Size up your goals and dreams
Start by talking about the events, family milestones, and dreams you both look forward to and agree on. What does your ideal future look like? What compromises, if any, would be acceptable to you both if your ideal scenario isn’t within reach?
Try to arrive at a ballpark estimate of how much your future will cost and how much you hope to save by various points in time – say, by age 55 and again by age 65. Here are some planning points to discuss in regard to your financial and investment outlook:
- Will college funding for children likely play into your pre-retirement investing years? To what level would you want to support their education? If it helps, look at college-cost projections for the future.
- Where do you see yourselves living in retirement? Do you hope to maintain your current lifestyle?
- What do you see yourself doing 10, 20, and 30 years down the road?
- What do you most want to do that you haven’t done yet? What else?
- How much of an estate or legacy do you hope to leave loved ones?
With answers to these and other questions in the open with your spouse or partner, you’re on your way to aligning your financial needs and goals with a viable investment strategy. Once you’ve talked through your goals and intentions for the future, you’ll be more prepared to direct your attention to other investment considerations like risk and Father Time.
Factor in risk
Finding the right risk level for your circumstances will help you preserve your hard-earned money and assets. Risk tolerance, the amount of risk you’re willing to assume in return for potentially higher returns, plays a part in every investment strategy.
Is one of you cautious and careful, perhaps more inclined to favor conservative investments? Maybe you’re a bold and brazen risk-taker who’d prefer a more aggressive outlook toward investment earnings? Or are you somewhere in between?
Is time on your side?
Time is also of the essence for investors.
Time is also of the essence for investors. The amount of time you have to let your portfolio work in the markets – also known as your investment horizon – will help you or your investment professional choose investments appropriate for your needs and circumstances.
Generally the more time you have, the greater your ability to take on additional risk in exchange for higher growth potential or to recover from any losses along the way. Less time in the markets means you’ll want to play it safer the whole way through.
Meeting of the minds
Even if you’ve made it this far and have the same end goals in mind, you may still find it necessary to compromise now and again.
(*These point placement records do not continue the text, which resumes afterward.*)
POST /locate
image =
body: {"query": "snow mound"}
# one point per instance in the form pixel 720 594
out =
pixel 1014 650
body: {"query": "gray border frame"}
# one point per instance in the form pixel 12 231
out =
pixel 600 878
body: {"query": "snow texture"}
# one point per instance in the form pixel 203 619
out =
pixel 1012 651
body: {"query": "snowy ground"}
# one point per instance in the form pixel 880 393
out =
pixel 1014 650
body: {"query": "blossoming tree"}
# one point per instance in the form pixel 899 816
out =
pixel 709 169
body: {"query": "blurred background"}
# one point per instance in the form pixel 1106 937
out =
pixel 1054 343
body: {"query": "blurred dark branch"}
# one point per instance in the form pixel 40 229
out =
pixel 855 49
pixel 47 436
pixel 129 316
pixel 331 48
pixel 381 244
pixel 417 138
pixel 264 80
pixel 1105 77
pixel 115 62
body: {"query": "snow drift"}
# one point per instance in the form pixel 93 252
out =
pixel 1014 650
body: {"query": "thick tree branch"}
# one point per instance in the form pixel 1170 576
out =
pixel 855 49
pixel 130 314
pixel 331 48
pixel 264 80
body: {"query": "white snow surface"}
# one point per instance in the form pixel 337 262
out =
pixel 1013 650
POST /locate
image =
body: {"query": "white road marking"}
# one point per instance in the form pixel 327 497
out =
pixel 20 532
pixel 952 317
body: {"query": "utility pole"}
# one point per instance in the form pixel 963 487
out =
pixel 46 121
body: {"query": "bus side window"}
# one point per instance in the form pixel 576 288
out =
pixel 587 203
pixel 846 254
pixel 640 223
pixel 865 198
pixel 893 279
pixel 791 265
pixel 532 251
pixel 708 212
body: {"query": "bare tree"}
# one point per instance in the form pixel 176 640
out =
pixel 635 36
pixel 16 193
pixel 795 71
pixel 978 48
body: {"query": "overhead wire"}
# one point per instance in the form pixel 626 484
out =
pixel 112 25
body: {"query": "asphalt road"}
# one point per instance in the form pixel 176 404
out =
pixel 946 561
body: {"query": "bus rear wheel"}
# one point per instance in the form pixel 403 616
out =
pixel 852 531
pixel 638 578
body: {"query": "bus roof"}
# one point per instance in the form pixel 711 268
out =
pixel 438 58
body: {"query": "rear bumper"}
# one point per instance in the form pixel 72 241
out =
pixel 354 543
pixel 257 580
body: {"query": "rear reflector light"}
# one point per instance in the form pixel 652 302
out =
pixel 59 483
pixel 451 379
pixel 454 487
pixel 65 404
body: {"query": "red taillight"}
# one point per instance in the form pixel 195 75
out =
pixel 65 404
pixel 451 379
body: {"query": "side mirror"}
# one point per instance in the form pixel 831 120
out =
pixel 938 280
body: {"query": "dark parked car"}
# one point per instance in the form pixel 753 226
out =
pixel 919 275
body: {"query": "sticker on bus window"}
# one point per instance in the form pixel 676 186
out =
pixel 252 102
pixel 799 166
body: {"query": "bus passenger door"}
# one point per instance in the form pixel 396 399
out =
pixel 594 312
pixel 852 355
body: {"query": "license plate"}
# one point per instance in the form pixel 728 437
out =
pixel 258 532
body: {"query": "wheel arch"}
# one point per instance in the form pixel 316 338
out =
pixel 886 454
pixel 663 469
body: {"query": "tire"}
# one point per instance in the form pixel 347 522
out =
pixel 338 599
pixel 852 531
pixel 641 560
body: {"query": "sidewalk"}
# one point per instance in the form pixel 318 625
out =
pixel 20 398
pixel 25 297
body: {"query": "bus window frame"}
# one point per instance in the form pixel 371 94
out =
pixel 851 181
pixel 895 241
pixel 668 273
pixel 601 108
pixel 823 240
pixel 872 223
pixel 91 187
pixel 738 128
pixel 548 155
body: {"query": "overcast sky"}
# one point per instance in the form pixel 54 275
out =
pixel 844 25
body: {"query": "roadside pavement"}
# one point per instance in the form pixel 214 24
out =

You may find yourselves on opposite sides of the risk-tolerance spectrum, for instance, or at odds over the particular types of securities or funds to include in your portfolio.
But it’s worth whatever time and effort it takes to get to yes.
Just do it
With or without our help, don’t overlook this discussion with your spouse or partner. Doing so could significantly enhance your financial landscape on the road ahead.
- Set a date to sit down and look at your finances together.
- Look at your latest budget together.
- Write down your goals for several key points in the future.